Unfortunately such guidelines are only listed and not described. It is not clear if the purpose of complying with them is for internal purposes only, if they would contribute to a final report or how the information compiled would be kept.

iii Non-clinical studies

No specific legislation refers to the welfare of animals in clinical trials carried out in Argentina. However, there are several references to how these kinds of trials should take place in Regulation No. 6677/2010 issued by ANMAT and related to the performance of clinical trials. Several articles written on this topic relate to bioethical concerns about clinical trials and, moreover, it has been stated that, if possible, this kind of trial should be replaced according to the circumstances of the matter under investigation.2

iv Clinical trials

Requirements to perform clinical trials are regulated by Resolution No. 1480/2011 issued by the Ministry of Health, complemented by Regulation No. 6677/2010 issued by ANMAT – the regulatory authority in charge of authorisation and control of any clinical trials to be performed. Additionally, ANMAT has created the National Registry in Health Investigations. Last year Regulation 4009/17 issued by ANMAT established the requirements needed to perform Phase 1 trials.

A clinical trial is an area that has shown a constant increase in activity in the past few years. Investments in research and development in the private sector and pharmaceutical industry reached 22 per cent of the total investments of this sector, according to the most recent information.

ANMAT must grant prior authorisation for any clinical trial. The sponsor, which must be a locally domiciled company or a foreign company's representative in Argentina, must request authorisation from ANMAT. Information about the sponsor is required, not only for legal purposes, but also for financial purposes to substantiate that it will be able to afford any eventual damages. In addition, a guarantee may be required.

Information related to the clinical trial is also required, such as:

  1. the name of the study;
  2. the phases of the trial;
  3. the product involved;
  4. the number of subject participants;
  5. consent forms that are required from subjects participating in the trial;
  6. information about the principal investigator; and
  7. information about the site.

The informed consent of the participating subject is required and the wording of the form should prove that the subject clearly understood the implications of participating in the trial.

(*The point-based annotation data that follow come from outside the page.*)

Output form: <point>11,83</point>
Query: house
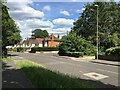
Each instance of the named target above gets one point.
<point>50,41</point>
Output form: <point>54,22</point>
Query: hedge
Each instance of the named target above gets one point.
<point>113,51</point>
<point>34,49</point>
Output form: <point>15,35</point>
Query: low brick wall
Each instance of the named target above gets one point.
<point>112,58</point>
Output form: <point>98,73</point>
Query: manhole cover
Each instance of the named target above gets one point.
<point>95,76</point>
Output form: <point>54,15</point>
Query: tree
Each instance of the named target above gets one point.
<point>10,32</point>
<point>74,43</point>
<point>108,23</point>
<point>38,33</point>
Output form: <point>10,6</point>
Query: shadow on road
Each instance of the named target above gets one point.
<point>14,78</point>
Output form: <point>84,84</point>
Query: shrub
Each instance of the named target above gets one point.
<point>12,49</point>
<point>75,54</point>
<point>113,51</point>
<point>20,49</point>
<point>74,43</point>
<point>34,49</point>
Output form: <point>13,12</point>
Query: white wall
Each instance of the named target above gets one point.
<point>32,45</point>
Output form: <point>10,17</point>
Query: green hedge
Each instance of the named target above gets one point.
<point>34,49</point>
<point>113,51</point>
<point>72,54</point>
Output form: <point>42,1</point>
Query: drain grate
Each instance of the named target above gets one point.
<point>95,76</point>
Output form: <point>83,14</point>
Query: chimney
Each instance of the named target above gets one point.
<point>58,36</point>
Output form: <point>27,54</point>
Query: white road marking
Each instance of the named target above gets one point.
<point>95,76</point>
<point>107,71</point>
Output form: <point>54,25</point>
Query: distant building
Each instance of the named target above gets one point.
<point>50,41</point>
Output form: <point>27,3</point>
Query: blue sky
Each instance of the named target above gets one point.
<point>55,17</point>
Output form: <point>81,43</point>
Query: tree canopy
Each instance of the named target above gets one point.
<point>108,23</point>
<point>10,31</point>
<point>38,33</point>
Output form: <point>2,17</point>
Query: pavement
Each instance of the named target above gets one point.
<point>105,72</point>
<point>12,77</point>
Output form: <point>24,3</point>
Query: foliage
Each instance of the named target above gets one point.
<point>74,43</point>
<point>5,59</point>
<point>73,54</point>
<point>41,77</point>
<point>113,51</point>
<point>34,49</point>
<point>108,23</point>
<point>10,32</point>
<point>38,33</point>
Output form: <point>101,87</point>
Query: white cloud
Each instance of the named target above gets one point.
<point>47,8</point>
<point>19,10</point>
<point>63,22</point>
<point>66,13</point>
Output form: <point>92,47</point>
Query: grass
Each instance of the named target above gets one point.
<point>41,77</point>
<point>5,59</point>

It is the principal investigator's duty to obtain and keep the consent forms. Certain requirements apply to subjects who are vulnerable owing to educational disadvantage. The informed consent form must be approved by ANMAT, the ethics committee appointed in connection with the trial and the Data Protection Registry.

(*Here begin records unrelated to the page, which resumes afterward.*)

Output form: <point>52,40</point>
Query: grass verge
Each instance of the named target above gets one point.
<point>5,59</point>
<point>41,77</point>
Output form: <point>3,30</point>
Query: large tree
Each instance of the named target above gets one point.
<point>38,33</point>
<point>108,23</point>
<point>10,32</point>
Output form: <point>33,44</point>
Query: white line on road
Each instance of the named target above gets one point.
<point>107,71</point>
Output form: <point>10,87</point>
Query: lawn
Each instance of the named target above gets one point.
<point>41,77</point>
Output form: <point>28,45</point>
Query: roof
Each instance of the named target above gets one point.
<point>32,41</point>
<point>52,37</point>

v Named-patient and compassionate use procedures

Regarding orphan drugs, closely related to the named-patient situation, ANMAT issued Resolution No. 840/1995 regarding compassionate use of drugs. This resolution regulates the mechanism for the import of products that are not commercialised in the country and in the instance that a patient requires a specific treatment duly prescribed by his or her physician.3 The import of such drugs has to be requested in each case by the patient or a civil association. Patients must file a declaration by the manufacturer of the drug, the prescription of such drug by the physician and the informed consent of the patient to be treated with such drug.4 The total amount of drugs to be imported shall be for a treatment that does not exceed 60 days. If the treatment is longer, a new and different request shall be made in each case.

According to Resolutions Nos. 942 and 426 of 2001, the import of these drugs is exempted from the payment of custom taxes and fees.

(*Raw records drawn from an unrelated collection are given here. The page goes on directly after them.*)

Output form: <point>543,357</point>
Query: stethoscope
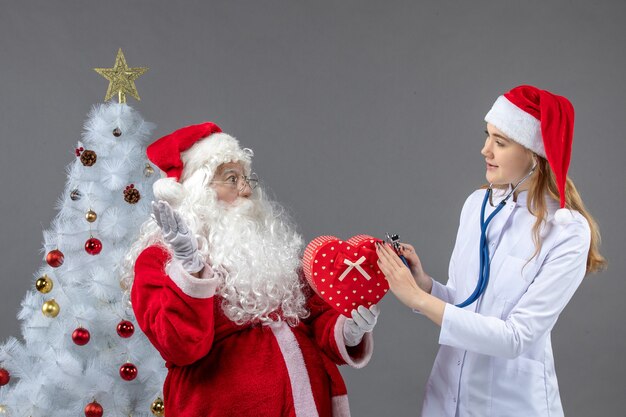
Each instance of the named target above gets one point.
<point>484,269</point>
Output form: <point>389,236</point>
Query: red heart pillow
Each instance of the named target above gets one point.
<point>345,273</point>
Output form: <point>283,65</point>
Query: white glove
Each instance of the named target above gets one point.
<point>363,321</point>
<point>177,236</point>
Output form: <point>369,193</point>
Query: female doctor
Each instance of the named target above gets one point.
<point>523,246</point>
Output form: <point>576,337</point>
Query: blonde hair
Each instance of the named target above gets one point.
<point>543,182</point>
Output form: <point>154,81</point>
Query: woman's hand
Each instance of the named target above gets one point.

ANMAT specifically clarifies that its only intervention in this process is to issue a document that will provide the customs authority with evidence that the Board of Health endorses the request of the patient. The Board of Health also clarifies that it does not have competence with respect to aspects such as the authorisation for the acquisition of drugs by social security entities, or the provision of the drugs or the acts that need to be carried out to acquire the drug abroad.

Resolution No. 2324/97, also from ANMAT, specifically authorises non-profit civil associations that are legal entities to import drugs for compassionate use to sell to their members on a cost-price basis, and establishes that, to carry out that import, they must request authorisation from ANMAT (as described in Section II.iii). It is important to underline that in many cases, non-profit civil associations have made these requests.

Law No. 26,689 could be defined more as a list of intentions and 'to dos' rather than a specific regulation on the matter. In practice these cases assume the presence of the patient before ANMAT and compliance with specific steps to obtain the import of the necessary drugs, which is usually granted. Specific organisations, such as associations of patients or foundations, usually help to support the psychological state of the patient and family during the procedure.

vi Pre-market clearance

No pharmaceutical product or medical device can be commercialised without having the approval of the Board of Health, with the exception of products included in clinical trials duly authorised.

The approval of pharmaceutical products by ANMAT should be required by a laboratory duly qualified as such before the Argentine authorities. Laboratories that are not qualified are not allowed to register pharmaceutical products. Nevertheless, it is possible for such laboratories to appoint a local laboratory (either a local subsidiary of a foreign laboratory or a national laboratory) as its representative to obtain the marketing authorisation issued by ANMAT in the name of the local laboratory acting on behalf of the foreign laboratory that is not qualified in the country.

General aspects of the procedures have been described in Section II.i; however, it is important to highlight that products registered in highly sanitary developed countries can be locally registered through a fast-track procedure that implies local recognition of the foreign marketing authorisation. Once a product is registered, similar products may be registered through a fast-track procedure to be carried out before ANMAT.

vii Regulatory incentives

There are no regulatory incentives that would grant an extension of the patent term in cases in which a specific product has been subject to a patent application.

Nevertheless, a law that deals with confidentiality issues was enacted on 18 December 1966 (Law No. 24,766). This law establishes that during the process to authorise a new product, the confidentiality of the file related to that process should not be made public.5 Nevertheless, the same law establishes that if a patent has been granted for a product, it is possible to perform trials with it, but commercialisation should be kept on standby until the patent expires.6

In contrast, Law No. 25,649 (enacted on 18 September 2002), favours the use of generic drugs and obliges doctors to prescribe pharmaceutical products using the name of the active principle of products. Law No. 25,649, however, does not prohibit use of the trademark in the packaging of the product, nor does it prohibit prescribing the use of the commercial name. The concrete application of the Law has not been clearly effective to date.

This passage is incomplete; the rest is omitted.